Mais e mais equipes estão aceitando que entender a psicologia dos pênaltis é essencial no jogo moderno, e 20 equipes profissionais já recorreram à consultoria de Jordet para obter ajuda.
“Acho que há muito mais a ser descoberto nas áreas mais leves da ciência do esporte”, diz Jordet, rejeitando os cínicos que afirmam que o desenvolvimento de habilidades, relacionamentos e psicologia são importantes, mas não quantificáveis.
“Sinceramente, discordo. Se você souber o que procurar, poderá medir muitas dessas coisas nos jogos, e isso é algo em que trabalho todos os dias. Acho que faremos um grande progresso nos anos que virão”.
Jordet sabe tanto sobre pênaltis porque passou anos vasculhando os arquivos, acompanhando todas as disputas de Copa do Mundo, Eurocopa e Copa América desde 1976. Ele entrevistou 25 jogadores que estiveram lá e testou suas previsões na prática com 15 times de elite.
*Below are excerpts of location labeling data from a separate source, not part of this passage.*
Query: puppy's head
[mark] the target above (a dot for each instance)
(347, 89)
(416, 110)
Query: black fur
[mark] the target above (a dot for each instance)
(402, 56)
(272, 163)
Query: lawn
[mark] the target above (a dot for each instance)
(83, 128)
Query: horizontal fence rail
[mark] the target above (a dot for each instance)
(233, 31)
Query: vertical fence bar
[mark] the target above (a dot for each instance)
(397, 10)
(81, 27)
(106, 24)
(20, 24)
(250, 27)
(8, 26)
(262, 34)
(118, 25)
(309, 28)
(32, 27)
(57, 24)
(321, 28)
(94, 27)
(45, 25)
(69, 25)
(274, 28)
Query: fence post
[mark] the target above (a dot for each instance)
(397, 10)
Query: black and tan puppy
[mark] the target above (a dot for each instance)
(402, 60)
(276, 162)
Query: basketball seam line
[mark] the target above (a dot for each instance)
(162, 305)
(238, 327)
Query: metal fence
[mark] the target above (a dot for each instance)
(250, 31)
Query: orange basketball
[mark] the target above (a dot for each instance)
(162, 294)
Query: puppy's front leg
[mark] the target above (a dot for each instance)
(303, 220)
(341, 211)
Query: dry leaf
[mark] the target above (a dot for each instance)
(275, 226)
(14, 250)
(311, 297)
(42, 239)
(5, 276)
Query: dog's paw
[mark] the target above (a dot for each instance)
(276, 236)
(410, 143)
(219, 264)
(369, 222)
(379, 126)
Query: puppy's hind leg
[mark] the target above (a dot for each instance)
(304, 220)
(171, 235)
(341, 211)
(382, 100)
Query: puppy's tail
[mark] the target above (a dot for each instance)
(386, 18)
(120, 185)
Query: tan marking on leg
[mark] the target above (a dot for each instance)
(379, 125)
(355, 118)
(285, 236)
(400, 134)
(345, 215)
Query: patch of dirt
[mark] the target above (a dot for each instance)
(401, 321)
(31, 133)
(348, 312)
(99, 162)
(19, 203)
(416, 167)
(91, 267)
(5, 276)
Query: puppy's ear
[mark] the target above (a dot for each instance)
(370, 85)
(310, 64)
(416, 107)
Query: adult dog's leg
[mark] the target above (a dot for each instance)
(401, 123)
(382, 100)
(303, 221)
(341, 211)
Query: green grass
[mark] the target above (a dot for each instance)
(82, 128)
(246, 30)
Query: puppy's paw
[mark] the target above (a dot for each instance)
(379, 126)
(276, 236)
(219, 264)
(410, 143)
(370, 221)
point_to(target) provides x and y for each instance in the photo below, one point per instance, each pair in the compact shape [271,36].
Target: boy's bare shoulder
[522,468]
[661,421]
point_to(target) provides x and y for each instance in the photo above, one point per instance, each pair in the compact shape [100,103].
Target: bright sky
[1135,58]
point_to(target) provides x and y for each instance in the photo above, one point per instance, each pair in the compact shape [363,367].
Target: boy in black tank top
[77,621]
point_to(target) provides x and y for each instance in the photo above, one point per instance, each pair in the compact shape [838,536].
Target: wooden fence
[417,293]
“Adoro pênaltis”, diz ele, “acho que é o maior drama do futebol”.
Mesmo assim, muitas das nuances que ele descreveu na final da Copa do Mundo não teriam sido óbvias para os torcedores que assistiram ao jogo na TV porque as emissoras tendem a preencher o espaço entre os chutes com replays e closes de treinadores e torcedores ansiosos.
“Os detalhes que realmente importam, a subtrama do evento, só podem ser acessados se você tiver a sorte de ter acesso a câmeras de transmissão isoladas ou navegando por vídeos de fãs no YouTube.
“Os produtores de TV nem sempre são meus amigos”, conclui Jordet, “porque eles não olham para o que eu gosto de olhar.”
Mas agora que as equipes estão começando a perceber o valor dos pequenos detalhes nos pênaltis, talvez as emissoras também considerem inovar sua abordagem. O maior drama do esporte está acontecendo bem debaixo de seus narizes, e às vezes eles estão perdendo as melhores partes.